Sonucu elde eden ise merakını gidermiş oluyor. Aileden
aileye değişiklik olmakla beraber 1820-1830 yılına kadar üst soy bilgisine
ulaşabiliyor herkes. Ailesinin geçmişini öğrenen eşiyle dostuyla ve sosyal
medyada paylaşım yapıyor. Kimi de "Sağlığında babasını ziyarete
gitmeyenler soyunu-sopunu merak ediyor." şeklinde eleştiri getiriyor. Kimi
de "Irk bazında bugünkü durumumdan farklı bir soy-soy çıkar mı?"
endişesi yaşadı işin başında.
Aile kütüğünün, 1800'lere ininceye kadar vatandaşın hizmetine
sunulmasının hikmetini bilmemekle beraber kişinin birkaç kuşak öncesini
bilmesini, atalarının nereden geldiğini, isimlerinin ne olduğunu öğrenmesini
bilgi amaçlı olarak faydalı görüyorum. Geçmiş şeceresini bir övünç meselesi
yapılmasını ise tasvip etmiyorum. Nasıl ki aslını inkâr eden haramzade ise
aslını bir övünç ve gurur meselesi yapmak da bir o kadar ayıptır. Çünkü nerede,
kimden doğacağımız bizlerin kendi tercihi değildir. Gerçi verilen bilgilerde
birkaç kuşak öncesi ataların adı, soyadı, doğum tarihi, doğum yeri ve ölümü
bilgisi var. Kimin nereden geldiği, aslı-astarının ne olduğu bilgisi yok.

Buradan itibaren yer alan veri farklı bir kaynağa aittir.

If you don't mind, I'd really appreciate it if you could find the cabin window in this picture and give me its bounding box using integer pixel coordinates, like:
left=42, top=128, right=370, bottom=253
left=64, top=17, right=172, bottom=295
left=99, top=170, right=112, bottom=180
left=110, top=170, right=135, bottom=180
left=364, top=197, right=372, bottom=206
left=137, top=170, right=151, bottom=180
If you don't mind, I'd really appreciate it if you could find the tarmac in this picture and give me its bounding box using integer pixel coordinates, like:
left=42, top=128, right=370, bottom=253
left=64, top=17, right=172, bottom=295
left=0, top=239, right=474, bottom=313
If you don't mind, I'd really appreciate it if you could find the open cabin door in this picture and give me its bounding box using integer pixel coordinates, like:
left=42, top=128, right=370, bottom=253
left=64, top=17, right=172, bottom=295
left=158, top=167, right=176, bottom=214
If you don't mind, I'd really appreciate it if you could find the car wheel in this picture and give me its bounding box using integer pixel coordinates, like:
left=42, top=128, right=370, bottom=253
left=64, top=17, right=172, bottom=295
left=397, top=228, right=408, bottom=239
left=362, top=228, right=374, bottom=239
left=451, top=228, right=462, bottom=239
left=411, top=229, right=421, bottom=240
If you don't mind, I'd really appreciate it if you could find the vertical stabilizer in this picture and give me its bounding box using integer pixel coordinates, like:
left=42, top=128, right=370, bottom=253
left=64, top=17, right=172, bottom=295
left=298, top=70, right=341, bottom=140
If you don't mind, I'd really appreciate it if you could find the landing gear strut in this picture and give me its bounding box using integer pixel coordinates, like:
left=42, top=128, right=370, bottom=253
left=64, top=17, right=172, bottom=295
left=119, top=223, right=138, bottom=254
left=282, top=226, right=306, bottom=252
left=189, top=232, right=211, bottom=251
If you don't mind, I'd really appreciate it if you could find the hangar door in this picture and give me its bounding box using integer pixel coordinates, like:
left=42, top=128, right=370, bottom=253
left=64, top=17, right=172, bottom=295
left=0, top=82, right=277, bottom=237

Herkes geçmiş ecdadının bilgilerine ulaşa dursun. Nüfus ve
Vatandaşlık İşleri Genel Müdürlüğünün geriye dönük kütüğü bana Kur’an’daki
tekâsür’ süresini hatırlattı. Malumunuz üzere Araplarda
soy bilgisini takip etmek ve atalarıyla övünmek o kadar yaygın hal almış ki
mezarlara kadar ailelerini saymaya başlamışlardı. Sürenin ilk iki ayetinde
Allah: “Çokluk kuruntusu sizi o derece
oyaladı ki, nihayet kabirleri ziyaret ettiniz.” buyurmaktadır. Ayette
geçen tekâsür: “mal, mülk ve çoluk
çocuğun çokluğuyla övünmek” demektir. Belki de bugün bizim
yaptığımız bundan farklı değil. Demek ki insanın bu konudaki bakış açısı geçmişte ne
ise bugün de aynı. Aslında önemli olan mal-mülk, çoluk ve çocukla
övünmek, işi mezara yani geçmişe kadar götürmek değil, günümüze -bugünkü
halimize- bakmaktır. Çünkü geçmiş geçmişte kaldı.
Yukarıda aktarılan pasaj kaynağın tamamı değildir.